力と言ってもアーティファクトの出力ではない。

意志の強さや神と人の違いをハッキリと意識すると言うか、認識の問題だ」


「認識の問題…」


「どうかな?千歳は少し落ち着いたかな?」

「え?」


「俺が剣を振るう前に心配そうな顔をしたよね?俺を案じたと言うより、人が神を超えると言う無茶な話を案じてだね。

安心してくれ。

概念を少し知った俺でもここまで出来た。

後は修練だ。

俺達はやり遂げるから安心しなさい」

そう言って優しく微笑むザンネ先生。


「ありがとうザンネさん。

ツネノリと話す時と話し方が違うね。

なんかアーイさん達と話す時に近いかも」

「ふふ、君はアーイの事も知っているのかい?」


「うん、神様の記録を読んだからね」

「そうか。そうだね。

俺はツネノリの師として厳しい言葉遣いを意識したんだ。普段はアーイや千歳達と話す時の話し方だよ」


そしてザンネ先生は女中を呼んで中庭にお茶の支度をさせると「もう少しだけ付き合ってくれないかい?」と言って話し始める。


「ツネノリ、最終戦を見させてもらった。

圧倒的に修練不足だな。

アーティファクトに頼りすぎだ。

俺やガクならアーティファクトを取り戻す前にもっとやれた。

アーイですらお前よりは動けた。

そしてアーティファクトを取り戻した時に光の剣を飛ばす事に偏りすぎだ。

何故突剣を出さなかった?何故一つの攻撃方法に偏る?

もっと柔軟になるんだ」


「はい」

的確で厳しい指摘。

その通りだと思った。

テツイ先生も俺に改善点があったと言っていたしザンネ先生の指摘、恐らくマリオンさんやキヨロスさんも俺の戦い方には不満があったと思う。


「だが強くなった。

教えたことが身体に残っていて俺は嬉しく思う」

素直に褒めて貰えるとは思っていなかったので俺はとにかく驚いた。


「先生…、俺の方こそありがとうございます。

先生の教えのおかげで生き残れました」

順番が無茶苦茶だが俺はようやくお礼が言えた。


その後キチンとメリシアを紹介する。

ザンネ先生は「ツネノリ、とても素敵な人を見つけたね。おめでとう。彼女にふさわしい男を目指し続けなさい。

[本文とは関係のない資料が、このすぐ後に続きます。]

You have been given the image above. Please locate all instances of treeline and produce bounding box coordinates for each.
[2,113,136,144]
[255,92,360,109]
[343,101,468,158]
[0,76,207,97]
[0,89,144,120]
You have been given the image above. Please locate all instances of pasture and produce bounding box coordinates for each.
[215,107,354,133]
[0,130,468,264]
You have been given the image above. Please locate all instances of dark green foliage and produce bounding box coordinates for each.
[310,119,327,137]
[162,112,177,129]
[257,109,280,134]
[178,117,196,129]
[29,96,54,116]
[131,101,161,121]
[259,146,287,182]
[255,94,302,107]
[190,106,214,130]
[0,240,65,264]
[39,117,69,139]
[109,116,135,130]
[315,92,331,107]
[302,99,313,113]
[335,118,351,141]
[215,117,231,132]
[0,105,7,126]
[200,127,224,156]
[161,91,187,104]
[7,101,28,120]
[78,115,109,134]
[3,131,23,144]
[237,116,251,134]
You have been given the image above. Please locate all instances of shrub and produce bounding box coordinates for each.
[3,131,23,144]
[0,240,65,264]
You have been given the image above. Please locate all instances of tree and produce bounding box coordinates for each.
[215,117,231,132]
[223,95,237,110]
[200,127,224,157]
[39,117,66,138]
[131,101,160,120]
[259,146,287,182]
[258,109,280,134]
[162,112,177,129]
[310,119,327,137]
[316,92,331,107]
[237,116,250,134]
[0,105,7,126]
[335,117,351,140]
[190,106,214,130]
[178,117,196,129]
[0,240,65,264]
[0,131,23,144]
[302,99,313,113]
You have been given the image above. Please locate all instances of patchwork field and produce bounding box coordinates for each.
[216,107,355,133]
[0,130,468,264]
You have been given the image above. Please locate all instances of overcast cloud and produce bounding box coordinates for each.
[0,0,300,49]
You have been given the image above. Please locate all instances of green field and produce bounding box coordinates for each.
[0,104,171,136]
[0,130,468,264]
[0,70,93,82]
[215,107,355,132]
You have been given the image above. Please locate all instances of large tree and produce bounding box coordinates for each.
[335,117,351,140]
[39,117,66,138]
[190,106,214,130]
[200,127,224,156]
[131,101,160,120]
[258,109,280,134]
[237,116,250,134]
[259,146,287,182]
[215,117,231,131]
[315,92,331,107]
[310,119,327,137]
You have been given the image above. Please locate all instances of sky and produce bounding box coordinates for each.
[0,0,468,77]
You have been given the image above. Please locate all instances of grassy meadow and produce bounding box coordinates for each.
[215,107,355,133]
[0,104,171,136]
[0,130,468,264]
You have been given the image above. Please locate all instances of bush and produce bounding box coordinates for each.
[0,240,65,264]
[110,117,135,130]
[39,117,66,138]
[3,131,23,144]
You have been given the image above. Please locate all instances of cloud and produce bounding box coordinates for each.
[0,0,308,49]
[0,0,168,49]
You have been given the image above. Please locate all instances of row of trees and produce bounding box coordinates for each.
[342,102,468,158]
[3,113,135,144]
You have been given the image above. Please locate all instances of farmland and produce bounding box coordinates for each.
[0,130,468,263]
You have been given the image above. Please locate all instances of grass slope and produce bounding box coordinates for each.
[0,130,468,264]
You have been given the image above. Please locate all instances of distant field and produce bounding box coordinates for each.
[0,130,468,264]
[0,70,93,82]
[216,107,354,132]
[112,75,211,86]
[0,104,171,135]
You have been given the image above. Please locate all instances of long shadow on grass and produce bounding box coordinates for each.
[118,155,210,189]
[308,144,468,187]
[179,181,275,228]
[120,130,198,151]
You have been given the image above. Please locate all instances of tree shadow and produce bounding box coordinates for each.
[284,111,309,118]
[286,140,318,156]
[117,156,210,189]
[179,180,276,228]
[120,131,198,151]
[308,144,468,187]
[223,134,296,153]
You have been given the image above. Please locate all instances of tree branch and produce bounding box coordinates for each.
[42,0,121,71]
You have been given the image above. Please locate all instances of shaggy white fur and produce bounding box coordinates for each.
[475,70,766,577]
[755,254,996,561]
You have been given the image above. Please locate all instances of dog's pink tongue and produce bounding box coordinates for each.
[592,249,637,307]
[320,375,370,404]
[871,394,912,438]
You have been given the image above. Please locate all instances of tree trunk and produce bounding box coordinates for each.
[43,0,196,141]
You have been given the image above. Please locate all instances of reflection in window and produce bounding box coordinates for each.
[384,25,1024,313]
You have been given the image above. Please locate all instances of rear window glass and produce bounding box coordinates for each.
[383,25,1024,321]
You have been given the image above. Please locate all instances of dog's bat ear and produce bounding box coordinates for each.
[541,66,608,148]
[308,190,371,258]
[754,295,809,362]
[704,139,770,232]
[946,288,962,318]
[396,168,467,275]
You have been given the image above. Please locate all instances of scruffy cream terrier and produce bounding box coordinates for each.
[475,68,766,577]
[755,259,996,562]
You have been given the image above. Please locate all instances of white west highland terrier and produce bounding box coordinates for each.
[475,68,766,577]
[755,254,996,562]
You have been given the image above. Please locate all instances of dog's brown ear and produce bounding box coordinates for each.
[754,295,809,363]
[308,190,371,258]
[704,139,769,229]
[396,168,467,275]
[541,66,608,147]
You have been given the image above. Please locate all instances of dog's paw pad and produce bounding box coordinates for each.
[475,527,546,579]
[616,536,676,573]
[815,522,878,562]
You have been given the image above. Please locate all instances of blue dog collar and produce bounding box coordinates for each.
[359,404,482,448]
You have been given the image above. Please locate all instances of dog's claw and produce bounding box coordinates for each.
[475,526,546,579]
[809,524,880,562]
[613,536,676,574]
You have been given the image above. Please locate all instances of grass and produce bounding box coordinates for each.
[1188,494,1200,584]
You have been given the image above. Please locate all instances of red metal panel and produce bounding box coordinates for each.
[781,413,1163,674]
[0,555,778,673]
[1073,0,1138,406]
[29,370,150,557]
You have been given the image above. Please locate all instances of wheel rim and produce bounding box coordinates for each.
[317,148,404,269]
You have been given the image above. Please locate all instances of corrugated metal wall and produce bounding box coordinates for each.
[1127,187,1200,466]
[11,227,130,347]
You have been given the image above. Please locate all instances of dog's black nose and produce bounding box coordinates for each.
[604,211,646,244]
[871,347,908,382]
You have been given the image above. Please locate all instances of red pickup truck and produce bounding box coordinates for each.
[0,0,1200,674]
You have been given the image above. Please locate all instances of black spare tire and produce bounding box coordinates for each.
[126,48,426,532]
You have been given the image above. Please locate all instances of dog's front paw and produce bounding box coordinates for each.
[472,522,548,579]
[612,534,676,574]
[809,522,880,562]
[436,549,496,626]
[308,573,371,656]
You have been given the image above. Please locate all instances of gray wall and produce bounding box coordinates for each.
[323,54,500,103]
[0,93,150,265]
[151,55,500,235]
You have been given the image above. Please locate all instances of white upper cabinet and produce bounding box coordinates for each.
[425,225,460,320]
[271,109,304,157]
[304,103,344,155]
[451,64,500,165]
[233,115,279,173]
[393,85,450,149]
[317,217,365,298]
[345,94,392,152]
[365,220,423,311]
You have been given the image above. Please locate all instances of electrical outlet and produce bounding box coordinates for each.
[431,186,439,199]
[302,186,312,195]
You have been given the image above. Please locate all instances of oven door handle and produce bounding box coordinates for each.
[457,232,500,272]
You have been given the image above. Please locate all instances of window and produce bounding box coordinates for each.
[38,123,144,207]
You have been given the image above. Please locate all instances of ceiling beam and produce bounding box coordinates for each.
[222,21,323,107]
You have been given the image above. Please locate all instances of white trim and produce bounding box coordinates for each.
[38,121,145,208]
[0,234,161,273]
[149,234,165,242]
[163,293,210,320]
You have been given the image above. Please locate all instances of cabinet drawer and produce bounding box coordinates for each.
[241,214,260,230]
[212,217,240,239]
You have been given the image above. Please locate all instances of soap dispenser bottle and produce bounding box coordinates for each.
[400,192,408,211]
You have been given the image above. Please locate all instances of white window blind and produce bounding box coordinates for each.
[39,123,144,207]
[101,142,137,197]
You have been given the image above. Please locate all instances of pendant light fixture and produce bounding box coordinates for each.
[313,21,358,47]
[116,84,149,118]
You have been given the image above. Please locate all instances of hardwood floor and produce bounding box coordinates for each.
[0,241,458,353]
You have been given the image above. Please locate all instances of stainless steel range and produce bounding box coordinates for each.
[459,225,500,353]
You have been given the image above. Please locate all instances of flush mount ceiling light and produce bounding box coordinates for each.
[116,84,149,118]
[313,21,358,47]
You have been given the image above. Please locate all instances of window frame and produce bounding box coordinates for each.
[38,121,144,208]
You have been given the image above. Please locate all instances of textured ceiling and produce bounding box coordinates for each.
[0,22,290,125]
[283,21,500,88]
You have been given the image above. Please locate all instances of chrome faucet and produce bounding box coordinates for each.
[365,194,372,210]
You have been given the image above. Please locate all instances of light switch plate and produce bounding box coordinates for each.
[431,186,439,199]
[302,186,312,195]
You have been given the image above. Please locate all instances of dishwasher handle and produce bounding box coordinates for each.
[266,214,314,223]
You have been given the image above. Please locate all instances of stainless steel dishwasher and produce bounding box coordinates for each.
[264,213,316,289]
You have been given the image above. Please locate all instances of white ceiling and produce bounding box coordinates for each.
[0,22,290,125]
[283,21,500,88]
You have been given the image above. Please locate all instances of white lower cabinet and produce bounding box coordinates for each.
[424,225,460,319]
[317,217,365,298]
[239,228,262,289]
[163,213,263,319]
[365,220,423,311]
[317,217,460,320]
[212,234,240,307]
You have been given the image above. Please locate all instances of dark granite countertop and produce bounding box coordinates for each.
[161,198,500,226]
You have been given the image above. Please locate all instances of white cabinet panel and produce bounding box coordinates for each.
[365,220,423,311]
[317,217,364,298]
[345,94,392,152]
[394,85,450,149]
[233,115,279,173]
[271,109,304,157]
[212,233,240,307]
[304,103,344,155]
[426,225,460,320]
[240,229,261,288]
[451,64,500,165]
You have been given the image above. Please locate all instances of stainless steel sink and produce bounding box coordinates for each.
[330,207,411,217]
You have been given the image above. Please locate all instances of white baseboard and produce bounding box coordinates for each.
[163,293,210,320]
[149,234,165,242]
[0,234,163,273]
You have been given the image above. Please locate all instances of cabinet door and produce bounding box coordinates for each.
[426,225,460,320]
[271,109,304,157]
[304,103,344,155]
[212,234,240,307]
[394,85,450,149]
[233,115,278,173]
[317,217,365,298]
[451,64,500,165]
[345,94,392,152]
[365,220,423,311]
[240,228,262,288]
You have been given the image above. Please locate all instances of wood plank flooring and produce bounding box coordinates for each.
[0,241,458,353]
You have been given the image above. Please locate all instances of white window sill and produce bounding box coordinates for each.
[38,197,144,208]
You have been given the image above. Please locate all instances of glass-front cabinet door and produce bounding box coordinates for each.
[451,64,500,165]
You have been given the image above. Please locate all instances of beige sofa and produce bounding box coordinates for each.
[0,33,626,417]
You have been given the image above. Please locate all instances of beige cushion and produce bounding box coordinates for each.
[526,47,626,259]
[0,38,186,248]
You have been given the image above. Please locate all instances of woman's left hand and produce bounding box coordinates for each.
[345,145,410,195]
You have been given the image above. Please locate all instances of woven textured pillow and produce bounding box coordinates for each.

メリシア、ツネノリは見た通りの男だ。君を裏切るなんてあり得ない。だが多分気が利かない所もある。それでも良かったら一緒に居て幸せになって欲しい」と言ってくれた。

なんて優しい目で言うのだろう?

この人の優しさは底無しに思えた。


俺は嬉しさで泣いてしまいそうになる。

メリシアを見るととても嬉しそうにしているのがわかる。


千歳がザンネ先生を見て少し困った顔をして口を開く。


「ザンネさん、昔の記録を読んだ時も思ったけど、なんでも出来るのに不器用で優しすぎるよね」

「そうかい?これが俺だからね」

そう言うとザンネ先生は笑う。


「私はザンネさんも幸せになって欲しい。

それはツネノリも私達も、アーイさんやこれから来る人。

お城のみんなもそうだよ。

いいんだよ?

結婚をして1人の人に、そしてその人との子供に愛情を全て向けても。みんなザンネさんに幸せになって欲しいって思っているよ」

千歳?千歳は先生の何を見たと言うのだろう?


「千歳…、ふふ…敵わないね。ありがとう。心に留めておくよ」

ザンネ先生は嬉しそうに頷く。

それを見た千歳も嬉しそうに「忘れないでね」と言う。


俺は後で千歳からザンネ先生の話を聞いた。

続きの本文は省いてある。